It's Called a Pose for a Reason

We see bodybuilding, fitness, figure, physique and bikini competitors regularly getting into position and posing to show off their best work on stage and the gamut of criticisms of their posing whether it done according to the rules or not. While competitors are judged the entire time they are on stage that's typically done from the officials table directly in front of the stage. Judging doesn't occur from a three dimensional sphere taking into account the look of each pose from 360 degrees. When doing client photography work with athletes the purpose is typically to pose them to capture their best look from the perspective of the lens. Often times the relaxed and resting portions of ones body are hidden for fitness looks as if athletes walk about tense 24/7. Video basically has the same perspective when shooting athletes for client work. However, from a journalistic standpoint versus client or public relations standpoint everything the athlete represents is fair game from the tense posing to the relaxed stances. If as pictured Phil Health is shown in a back double bicep pose from the side showing what the typical bodybuilder from amateur to pro look like when throwing their weight backward and not holding in their gut in journalism its fair game. Journalism in its purist form isn't about doing the positive public relations for the athlete or industry. Its about presenting facts. That said, we do primarily client work focused on helping them look their best in photo, video and in their other marketing. Athletes follow the rules and pose as they need to do to present the package the NPC National office and IFBB set as the standard. Its frankly irritating to hear all sorts of criticisms of bikini competitors doing what they are supposed to do while following the example of the NPC national level and pro show winners as the example, which is touted by those officials as appropriate.

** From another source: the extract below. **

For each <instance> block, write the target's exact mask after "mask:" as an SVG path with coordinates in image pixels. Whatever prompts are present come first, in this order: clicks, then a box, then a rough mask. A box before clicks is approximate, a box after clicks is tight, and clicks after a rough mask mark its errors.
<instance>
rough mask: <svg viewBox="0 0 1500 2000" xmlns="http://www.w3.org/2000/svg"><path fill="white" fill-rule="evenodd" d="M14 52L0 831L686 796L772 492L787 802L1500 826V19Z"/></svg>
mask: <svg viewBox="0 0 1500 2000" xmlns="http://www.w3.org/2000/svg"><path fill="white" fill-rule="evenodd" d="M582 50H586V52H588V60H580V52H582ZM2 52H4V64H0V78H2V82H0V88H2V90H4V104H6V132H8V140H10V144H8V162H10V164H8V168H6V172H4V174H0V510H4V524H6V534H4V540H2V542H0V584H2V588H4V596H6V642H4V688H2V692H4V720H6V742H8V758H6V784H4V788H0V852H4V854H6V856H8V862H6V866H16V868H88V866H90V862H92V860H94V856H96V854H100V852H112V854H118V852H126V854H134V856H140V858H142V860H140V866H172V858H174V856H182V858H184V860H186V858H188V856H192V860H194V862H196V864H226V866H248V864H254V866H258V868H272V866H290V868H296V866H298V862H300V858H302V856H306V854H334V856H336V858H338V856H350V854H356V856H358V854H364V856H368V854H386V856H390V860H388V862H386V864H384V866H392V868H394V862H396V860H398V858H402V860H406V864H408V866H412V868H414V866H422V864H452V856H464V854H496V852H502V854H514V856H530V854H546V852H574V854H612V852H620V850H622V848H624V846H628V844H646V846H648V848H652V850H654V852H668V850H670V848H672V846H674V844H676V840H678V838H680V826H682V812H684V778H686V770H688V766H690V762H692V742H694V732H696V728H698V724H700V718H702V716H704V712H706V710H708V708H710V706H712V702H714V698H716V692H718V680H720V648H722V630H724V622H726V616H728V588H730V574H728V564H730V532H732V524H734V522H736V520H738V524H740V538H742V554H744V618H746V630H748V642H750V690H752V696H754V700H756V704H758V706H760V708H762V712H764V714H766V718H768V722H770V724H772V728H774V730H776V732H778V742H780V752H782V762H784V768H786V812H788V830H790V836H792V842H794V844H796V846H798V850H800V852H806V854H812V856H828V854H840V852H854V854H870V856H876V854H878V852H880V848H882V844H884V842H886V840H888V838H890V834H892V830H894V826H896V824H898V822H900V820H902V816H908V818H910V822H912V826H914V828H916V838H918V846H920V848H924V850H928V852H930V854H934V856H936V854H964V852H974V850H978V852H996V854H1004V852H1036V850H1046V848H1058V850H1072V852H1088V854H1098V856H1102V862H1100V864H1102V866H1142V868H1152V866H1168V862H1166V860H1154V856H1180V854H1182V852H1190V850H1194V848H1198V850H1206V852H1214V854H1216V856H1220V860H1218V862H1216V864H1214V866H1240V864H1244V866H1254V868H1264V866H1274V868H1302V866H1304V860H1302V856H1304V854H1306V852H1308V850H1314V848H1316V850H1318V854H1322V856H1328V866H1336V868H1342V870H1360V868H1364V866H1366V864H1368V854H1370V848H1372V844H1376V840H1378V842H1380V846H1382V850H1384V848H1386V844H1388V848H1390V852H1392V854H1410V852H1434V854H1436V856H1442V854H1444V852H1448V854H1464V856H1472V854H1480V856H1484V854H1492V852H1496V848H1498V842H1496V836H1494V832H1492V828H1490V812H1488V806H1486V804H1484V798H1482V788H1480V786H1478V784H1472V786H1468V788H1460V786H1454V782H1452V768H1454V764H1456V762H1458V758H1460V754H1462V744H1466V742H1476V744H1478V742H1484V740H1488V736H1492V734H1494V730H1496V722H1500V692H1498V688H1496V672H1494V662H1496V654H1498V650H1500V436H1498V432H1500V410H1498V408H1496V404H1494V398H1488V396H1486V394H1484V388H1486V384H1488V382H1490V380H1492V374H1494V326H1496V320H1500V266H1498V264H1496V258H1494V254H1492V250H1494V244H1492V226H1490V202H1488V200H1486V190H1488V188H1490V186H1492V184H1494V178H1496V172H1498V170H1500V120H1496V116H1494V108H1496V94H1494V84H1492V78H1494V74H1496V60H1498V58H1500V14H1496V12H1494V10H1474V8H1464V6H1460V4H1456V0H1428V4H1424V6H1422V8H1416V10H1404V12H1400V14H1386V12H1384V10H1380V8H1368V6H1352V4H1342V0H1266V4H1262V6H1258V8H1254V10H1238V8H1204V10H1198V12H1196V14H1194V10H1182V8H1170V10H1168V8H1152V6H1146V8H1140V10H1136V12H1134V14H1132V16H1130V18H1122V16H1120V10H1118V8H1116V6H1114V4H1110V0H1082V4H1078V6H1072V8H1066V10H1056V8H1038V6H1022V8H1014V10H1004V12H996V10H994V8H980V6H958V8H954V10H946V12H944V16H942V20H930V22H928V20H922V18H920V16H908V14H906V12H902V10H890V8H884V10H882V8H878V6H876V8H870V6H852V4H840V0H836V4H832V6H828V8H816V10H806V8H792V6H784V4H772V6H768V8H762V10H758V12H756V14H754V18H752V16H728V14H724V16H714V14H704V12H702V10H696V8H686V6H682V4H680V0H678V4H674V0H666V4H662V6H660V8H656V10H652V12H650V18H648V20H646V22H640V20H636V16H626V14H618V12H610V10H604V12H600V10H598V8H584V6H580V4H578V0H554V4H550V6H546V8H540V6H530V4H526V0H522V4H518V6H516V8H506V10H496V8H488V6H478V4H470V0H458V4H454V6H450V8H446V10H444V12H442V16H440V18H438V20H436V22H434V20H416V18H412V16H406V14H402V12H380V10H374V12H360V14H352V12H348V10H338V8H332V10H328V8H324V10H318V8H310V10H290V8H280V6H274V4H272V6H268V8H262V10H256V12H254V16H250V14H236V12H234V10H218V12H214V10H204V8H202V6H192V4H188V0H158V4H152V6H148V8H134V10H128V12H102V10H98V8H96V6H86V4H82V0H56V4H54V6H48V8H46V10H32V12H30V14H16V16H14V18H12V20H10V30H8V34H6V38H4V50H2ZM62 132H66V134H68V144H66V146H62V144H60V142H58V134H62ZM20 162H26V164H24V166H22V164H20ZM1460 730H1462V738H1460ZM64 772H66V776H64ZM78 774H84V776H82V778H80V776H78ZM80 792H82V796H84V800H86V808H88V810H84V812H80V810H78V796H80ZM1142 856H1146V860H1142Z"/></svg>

For those who claim the rules aren't being followed or that make disparaging comments about the ladies in general get over yourselves. Its called a pose for a reason. As with the two images of the bikini competitors who had just transitioned from front pose to back pose demonstrate once the lady on the right set her stance and created the arch it narrowed her waist along with tightened her thighs, created more curve to the glutes and stretched out her hamstrings a bit all by design. For those claiming to want to positively promote the sport who criticize such posing as too sexy and worse maybe check yourselves as bodybuilders have been doing it for decades.

If you are criticizing it from a journalistic standpoint then what's the real issue? It's called a pose for a reason, which is to present the best look from the angle the pose is directed. If the purpose of the criticism is to impune the character of the athletes due to their posing that's a discriminatory mindset that went out in the 50s and to foist it in the name of journalism or bodybuilding purity is a fallacy.